Of the defensive and income-producing investing strategies I write about, one of them concerns mid-tier grocers -- among which we currently like Safeway (SWY) and Kroger (KR). The idea is pretty simple: Regardless of economic activity, consumers need to eat. Other than eating less, there are few substitutions for the products offered through the grocers.

So we continue to like and hold those two names for our income clients, though it hasn't been smooth sailing over the past five years. While these stocks have enjoyed positive overall trends, they've also moved erratically. That puts income investors in an uncomfortable position, as such folks typically want income and low volatility to principal. It also forces advisors to constantly question their underlying thesis, as well as their rationale for holding even defensive income positions.

I discussed this issue a year and a half ago, at which point Safeway and Kroger had respectively sunk 28% and 11% over the prior six months -- enormous moves for these kinds of stocks.
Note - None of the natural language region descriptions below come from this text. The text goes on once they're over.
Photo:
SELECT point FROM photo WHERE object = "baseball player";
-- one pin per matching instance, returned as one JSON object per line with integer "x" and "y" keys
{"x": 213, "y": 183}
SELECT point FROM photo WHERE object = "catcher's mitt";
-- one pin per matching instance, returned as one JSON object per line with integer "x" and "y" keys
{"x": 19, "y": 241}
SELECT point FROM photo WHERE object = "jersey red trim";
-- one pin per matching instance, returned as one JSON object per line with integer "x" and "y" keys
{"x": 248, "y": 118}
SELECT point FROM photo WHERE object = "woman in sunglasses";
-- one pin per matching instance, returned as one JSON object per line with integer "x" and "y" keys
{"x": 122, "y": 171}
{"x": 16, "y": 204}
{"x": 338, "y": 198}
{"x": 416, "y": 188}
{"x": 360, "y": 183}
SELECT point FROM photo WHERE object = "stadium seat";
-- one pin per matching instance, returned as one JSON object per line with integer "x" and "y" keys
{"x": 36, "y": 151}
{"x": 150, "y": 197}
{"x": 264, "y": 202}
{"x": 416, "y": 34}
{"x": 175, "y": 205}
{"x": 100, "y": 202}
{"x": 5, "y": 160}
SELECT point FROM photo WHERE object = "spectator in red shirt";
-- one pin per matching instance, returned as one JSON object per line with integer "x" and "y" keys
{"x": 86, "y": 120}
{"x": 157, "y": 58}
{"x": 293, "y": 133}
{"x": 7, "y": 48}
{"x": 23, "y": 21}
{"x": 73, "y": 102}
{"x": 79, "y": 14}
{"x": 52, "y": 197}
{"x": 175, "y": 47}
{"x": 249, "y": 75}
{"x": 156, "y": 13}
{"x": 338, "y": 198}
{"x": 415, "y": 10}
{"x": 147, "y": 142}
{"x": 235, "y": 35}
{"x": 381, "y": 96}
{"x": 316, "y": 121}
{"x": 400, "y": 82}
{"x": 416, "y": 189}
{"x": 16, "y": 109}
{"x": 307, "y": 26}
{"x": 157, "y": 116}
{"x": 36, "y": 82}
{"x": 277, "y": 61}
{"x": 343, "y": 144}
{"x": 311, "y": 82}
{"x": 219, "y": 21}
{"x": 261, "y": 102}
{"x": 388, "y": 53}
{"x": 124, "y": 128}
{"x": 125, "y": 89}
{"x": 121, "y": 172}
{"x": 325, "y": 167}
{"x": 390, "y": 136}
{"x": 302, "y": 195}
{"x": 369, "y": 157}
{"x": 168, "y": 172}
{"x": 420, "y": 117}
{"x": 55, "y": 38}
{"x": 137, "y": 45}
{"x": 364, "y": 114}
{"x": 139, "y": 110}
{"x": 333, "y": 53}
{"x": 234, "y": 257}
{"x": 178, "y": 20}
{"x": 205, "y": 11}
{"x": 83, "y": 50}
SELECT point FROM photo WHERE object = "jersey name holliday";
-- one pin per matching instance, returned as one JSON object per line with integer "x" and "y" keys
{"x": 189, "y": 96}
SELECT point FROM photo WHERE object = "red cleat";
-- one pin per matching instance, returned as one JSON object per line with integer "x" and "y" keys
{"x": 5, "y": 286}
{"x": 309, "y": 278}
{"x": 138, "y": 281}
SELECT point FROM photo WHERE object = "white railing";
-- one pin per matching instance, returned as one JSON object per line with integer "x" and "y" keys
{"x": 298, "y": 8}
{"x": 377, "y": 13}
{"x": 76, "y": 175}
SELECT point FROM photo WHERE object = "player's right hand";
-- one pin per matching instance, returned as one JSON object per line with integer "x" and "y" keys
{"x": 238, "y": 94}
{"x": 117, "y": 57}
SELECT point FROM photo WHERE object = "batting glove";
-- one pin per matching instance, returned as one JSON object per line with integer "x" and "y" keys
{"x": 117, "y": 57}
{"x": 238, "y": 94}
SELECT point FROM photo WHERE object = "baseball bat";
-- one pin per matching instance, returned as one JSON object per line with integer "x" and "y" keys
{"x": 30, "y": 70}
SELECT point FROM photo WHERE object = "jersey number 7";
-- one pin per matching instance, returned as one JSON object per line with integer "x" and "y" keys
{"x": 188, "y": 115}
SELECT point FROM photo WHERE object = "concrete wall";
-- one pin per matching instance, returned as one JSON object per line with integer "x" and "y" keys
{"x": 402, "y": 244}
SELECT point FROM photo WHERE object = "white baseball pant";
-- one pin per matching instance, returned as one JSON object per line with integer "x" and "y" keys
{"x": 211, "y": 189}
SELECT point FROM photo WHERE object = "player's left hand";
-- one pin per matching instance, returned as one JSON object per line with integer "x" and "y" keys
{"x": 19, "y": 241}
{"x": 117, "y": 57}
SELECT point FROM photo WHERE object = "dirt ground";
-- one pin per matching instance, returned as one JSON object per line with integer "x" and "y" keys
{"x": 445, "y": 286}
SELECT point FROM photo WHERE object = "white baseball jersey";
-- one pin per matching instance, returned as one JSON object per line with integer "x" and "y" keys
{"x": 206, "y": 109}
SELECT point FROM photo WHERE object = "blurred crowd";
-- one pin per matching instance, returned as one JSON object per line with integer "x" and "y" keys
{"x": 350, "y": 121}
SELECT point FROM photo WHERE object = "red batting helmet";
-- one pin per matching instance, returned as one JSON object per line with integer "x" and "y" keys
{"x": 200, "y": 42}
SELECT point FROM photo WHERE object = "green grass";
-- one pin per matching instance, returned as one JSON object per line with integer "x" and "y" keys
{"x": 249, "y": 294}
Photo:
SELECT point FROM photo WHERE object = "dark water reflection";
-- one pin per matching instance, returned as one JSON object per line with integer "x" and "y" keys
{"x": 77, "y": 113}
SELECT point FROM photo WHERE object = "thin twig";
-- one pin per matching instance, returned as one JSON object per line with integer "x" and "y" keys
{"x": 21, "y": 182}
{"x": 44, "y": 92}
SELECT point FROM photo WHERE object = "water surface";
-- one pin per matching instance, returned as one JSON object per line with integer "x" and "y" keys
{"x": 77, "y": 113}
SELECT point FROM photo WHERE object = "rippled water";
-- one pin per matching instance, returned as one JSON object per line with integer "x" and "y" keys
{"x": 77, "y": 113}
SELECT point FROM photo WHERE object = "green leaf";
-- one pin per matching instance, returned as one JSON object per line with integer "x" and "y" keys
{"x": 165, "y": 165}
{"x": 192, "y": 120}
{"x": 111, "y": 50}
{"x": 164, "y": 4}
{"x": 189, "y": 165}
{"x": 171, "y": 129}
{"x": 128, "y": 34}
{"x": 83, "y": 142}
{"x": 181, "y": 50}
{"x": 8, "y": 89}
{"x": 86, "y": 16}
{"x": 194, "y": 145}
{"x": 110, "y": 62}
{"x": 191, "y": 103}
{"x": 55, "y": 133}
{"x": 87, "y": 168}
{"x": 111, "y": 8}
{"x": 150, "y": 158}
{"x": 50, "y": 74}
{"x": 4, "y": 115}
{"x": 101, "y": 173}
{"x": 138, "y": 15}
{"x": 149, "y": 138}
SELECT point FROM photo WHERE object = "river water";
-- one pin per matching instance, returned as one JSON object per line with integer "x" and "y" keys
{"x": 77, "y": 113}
The declines were driven by speculators' expectations that a recovering economy would shift more confident consumers away from the mid-tier providers, and toward higher-end grocers such as Whole Foods Market (WFM) and The Fresh Market (TFM).

I didn't like that rationale then, and still don't like it today. Since that point, speculators seem to have arrived at the same conclusion: Fresh Market shares were almost at their all-time high a year and a half ago, and the stock has since declined by almost 50%. While Whole Foods is up about 10% for that period, it has also lost 20% just in the past few months.

A year and a half ago, my conundrum lay in speculators' shift from the mid-tier to high-end grocers. Now I'm attempting to parse why there has been a dramatic reversal in speculators' expectations here. After all, at this point there's a general market consensus of an improving economy -- or, at least, much more so than what had been the case in mid-2012.

I'm not quite sure why that is.

One of the other shifts I mentioned in 2012 was the migration away from the mid-tier grocers to the bulk providers like Costco (COST). The idea here was that many consumers, especially families, were making a commensurate shift toward the lower-cost produce available at Costco, even as increasing economic activity was bound to bolster sales at Fresh Market and Whole Foods. Yet, in similar fashion to Whole Foods, Costco's big gains since mid-2012 have pared back significantly over the past few months.

To be fair, shares of Safeway, Kroger, and Wal-Mart (WMT) have all declined in the past few months as well. That said, they respectively offer dividend yields of 2.5%, 1.8%, and 2.5%. That compares the Costco, Fresh Market and Whole Foods payouts of 1.1%, zero and 0.9%, respectively.

I don't want to overanalyze the situation, but it appears as if one of two patterns are being exhibited by speculators.

One possibility is that they are buying into the financial-media meme that near-term economic prospects near are no longer as strong as they were.

But here's the other possibility: that this has nothing to do with macroeconomic issues, and everything to do with the tech sector. Specifically, tech's performance may have created a vortex of positive expectations, and the space could therefore be sucking in a rising percentage of capital to the detriment of other sectors, especially those with little or no dividend.

If you're looking for growth, the tech patch is the place to be -- so if I had to choose which of the above two scenarios is more likely, I would go with the latter one.